Exclusive: Stephen Rea on Stuck

Who knew being trapped in a car windshield could be such fun?

Although it's been 15 years, actor Stephen Rea is still best known for his role as Fergus the IRA volunteer who discovers his girlfriend is actually his boyfriend in the Oscar-winning drama that helped put Miramax on the map, 1992's The Crying Game. The Irish actor, who seems much younger than his 62 years, is about to make another splash in Stuck, a grisly new indie thriller in which he plays a homeless man who is trapped a car windshield after he is the victim of a hit-and-run accident.

"It works because it's not intellectual," he tells me over tea at the Dallas W. "It's about what you're seeing. It's about somebody with a thing shoved up their stomach. It's not that you can sit back and intellectualize or something. It's like, for f--k's sake!"

The night before, Stuck had screened as part of the Dallas AFI Film Festival. The audience -- myself included -- screamed with delight throughout. So loudly, in fact, that at one point I watched Rea turn to his seat-mate, Stuck screenwriter John Strysik, and pump his fist in triumph.

Although clearly in the suspense/thriller vein, Stuck has the blood and gore of a horror movie, which makes sense -- he is impaled on glass in a windshield, after all. "It's pretty horrific, but when you mean horror, you usually mean fantasy, don't you?
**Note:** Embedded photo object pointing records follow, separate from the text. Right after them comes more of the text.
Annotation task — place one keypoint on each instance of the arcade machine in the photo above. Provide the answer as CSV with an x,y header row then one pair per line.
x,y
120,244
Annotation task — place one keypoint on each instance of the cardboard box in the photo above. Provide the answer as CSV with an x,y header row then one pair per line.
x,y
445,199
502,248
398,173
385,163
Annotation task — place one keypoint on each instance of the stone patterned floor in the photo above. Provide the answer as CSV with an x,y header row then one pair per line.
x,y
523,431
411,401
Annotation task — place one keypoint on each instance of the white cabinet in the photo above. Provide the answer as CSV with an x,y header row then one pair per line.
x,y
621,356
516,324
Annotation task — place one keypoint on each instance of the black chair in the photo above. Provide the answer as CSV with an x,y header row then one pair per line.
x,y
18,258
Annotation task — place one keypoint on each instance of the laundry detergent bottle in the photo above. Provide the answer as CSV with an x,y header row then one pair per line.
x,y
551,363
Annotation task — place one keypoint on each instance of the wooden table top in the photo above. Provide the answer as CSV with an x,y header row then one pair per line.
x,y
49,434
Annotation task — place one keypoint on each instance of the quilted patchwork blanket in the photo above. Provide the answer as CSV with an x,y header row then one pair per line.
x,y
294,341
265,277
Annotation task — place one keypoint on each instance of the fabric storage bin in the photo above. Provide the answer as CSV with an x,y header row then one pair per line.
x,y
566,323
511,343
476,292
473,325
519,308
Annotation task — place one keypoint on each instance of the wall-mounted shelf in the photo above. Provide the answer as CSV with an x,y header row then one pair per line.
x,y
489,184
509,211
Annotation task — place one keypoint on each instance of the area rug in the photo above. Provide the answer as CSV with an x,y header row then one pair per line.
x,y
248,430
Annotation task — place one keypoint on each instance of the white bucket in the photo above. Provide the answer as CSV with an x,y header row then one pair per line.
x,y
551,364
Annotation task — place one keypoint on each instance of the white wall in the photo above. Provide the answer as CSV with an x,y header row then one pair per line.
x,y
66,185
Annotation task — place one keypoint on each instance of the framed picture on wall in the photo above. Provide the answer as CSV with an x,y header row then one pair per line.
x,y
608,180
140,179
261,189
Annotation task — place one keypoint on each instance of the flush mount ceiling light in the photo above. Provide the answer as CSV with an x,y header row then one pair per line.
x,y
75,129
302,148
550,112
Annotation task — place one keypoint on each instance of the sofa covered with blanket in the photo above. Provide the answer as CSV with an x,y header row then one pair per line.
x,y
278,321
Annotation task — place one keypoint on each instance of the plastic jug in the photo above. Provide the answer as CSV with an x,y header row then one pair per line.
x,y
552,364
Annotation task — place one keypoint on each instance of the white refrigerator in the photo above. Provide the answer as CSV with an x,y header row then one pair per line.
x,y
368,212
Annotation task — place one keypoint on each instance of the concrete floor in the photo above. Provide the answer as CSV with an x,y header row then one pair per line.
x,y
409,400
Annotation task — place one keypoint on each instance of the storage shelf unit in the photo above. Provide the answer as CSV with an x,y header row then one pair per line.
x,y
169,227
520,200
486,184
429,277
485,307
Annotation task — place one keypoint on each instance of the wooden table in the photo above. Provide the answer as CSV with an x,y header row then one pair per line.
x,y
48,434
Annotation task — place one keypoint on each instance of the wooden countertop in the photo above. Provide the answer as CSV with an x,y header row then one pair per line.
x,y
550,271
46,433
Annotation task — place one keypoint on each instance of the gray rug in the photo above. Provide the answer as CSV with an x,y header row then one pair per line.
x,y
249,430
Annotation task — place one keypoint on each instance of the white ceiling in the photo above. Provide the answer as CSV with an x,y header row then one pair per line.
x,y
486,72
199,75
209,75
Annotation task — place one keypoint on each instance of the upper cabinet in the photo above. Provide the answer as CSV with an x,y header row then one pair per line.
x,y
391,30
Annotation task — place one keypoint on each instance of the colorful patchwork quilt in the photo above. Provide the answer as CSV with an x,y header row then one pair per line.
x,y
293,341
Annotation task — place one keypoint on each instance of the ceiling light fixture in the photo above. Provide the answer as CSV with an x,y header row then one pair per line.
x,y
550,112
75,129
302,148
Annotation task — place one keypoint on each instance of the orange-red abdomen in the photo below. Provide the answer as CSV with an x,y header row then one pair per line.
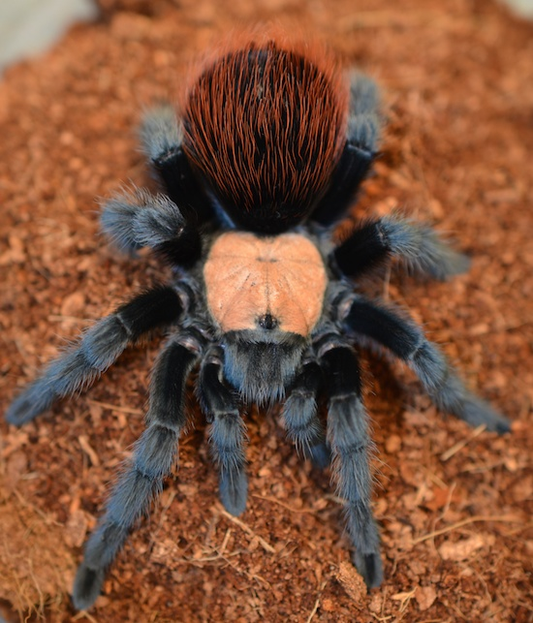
x,y
264,126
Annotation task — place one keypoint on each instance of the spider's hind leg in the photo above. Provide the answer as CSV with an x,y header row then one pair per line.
x,y
99,348
351,447
228,432
407,341
161,134
152,460
359,151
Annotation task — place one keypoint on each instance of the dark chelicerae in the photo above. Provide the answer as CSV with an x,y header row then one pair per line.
x,y
262,163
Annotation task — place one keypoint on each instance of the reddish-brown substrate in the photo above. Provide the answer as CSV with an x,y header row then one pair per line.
x,y
456,521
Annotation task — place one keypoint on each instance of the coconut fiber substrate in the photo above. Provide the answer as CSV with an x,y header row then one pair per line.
x,y
454,504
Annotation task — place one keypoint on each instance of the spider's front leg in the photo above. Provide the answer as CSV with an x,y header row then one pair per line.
x,y
152,460
362,135
300,414
139,219
162,138
407,341
350,443
99,347
228,432
417,246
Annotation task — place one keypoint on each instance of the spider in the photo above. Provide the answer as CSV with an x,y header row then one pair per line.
x,y
264,160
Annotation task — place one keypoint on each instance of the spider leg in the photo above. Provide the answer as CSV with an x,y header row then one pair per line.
x,y
417,246
162,136
152,459
300,415
227,435
139,219
99,347
350,446
407,341
359,151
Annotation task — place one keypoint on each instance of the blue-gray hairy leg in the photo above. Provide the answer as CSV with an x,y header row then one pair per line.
x,y
351,447
142,480
139,219
300,414
227,434
416,246
99,347
407,341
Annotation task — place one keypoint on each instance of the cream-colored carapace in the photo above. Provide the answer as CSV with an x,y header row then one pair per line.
x,y
249,279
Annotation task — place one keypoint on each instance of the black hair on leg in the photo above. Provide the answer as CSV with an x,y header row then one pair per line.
x,y
152,460
351,446
99,347
407,341
359,151
139,219
227,434
418,247
162,136
300,414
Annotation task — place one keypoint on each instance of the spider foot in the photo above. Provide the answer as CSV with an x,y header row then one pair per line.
x,y
87,586
370,567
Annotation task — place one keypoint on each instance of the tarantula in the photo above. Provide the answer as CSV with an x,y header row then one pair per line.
x,y
264,160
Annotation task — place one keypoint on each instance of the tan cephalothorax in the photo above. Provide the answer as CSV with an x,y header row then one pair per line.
x,y
248,278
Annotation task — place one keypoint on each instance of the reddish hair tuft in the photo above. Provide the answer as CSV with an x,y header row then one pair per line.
x,y
265,126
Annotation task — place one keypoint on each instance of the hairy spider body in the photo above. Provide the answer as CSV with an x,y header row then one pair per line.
x,y
265,161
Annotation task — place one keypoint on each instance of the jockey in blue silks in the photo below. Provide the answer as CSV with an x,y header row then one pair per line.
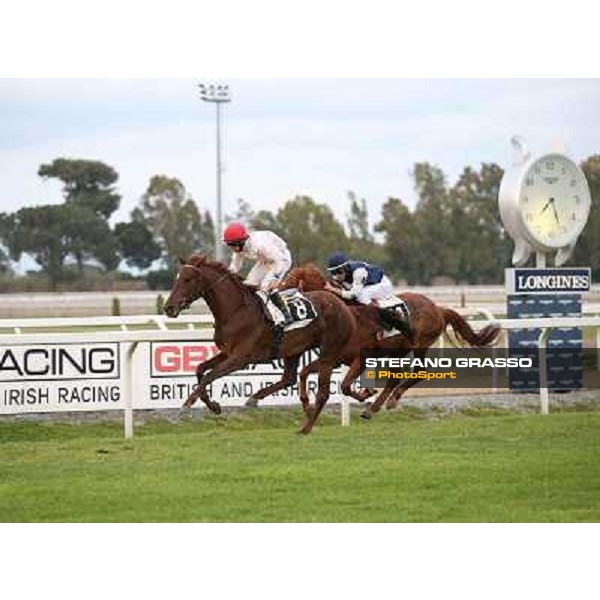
x,y
360,281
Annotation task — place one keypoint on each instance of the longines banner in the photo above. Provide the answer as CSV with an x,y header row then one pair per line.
x,y
87,377
549,281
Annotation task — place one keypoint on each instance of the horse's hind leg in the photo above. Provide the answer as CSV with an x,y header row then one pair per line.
x,y
228,365
217,359
353,374
325,370
289,377
400,390
303,387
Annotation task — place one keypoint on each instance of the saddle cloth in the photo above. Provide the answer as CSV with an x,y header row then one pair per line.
x,y
301,308
398,305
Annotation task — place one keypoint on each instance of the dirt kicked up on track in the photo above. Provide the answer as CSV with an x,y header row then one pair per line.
x,y
473,464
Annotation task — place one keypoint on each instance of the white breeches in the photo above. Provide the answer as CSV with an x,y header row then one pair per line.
x,y
377,291
263,276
You usually mean people with capes and teeth," Rea jokes. As Strysik so aptly points out, the horror in this story is what the characters in it do to each other.

More shocking, perhaps, than Stuck's gore-factor is the fact that it is actually inspired by a true story. "I think it's important to say that it bears no relation to the characters of the original people," Rea points out. "But when I think about it being based on a real story, I don't think you could make it up. I don't think it would occur to you to write a story about a guy going through the windshield of a car and a woman driving -- you wouldn't make that up."

For Rea, taking the role was a no-brainer. "It was just one of those happy moments when you receive a script and you say, 'This is really brilliant' and you know that you have to do it," he tells me. The part was somewhat physically demanding, what with his having to lay around in the windshield for a good bit of the time. "I didn't mind being by myself. It was fine. It just was a bit uncomfortable, but it's like the basis of acting, kids' acting, playing being dead or being hurt. That's how you start being interested in acting when you're a little kid. So it's great to go back to something that -- I don't mean this in a pejorative way -- that's completely non-intellectual. It's great fun actually. It's great fun to be wounded."

Rea is thankful, however, for the movie's indie budget and concurrent tight schedule. "That's the only mercy to it," he quips. "If it were a bigger budget, you'd be lying around a lot longer. That's for sure."

Stuck opens in select theaters this Friday, May 30, 2008.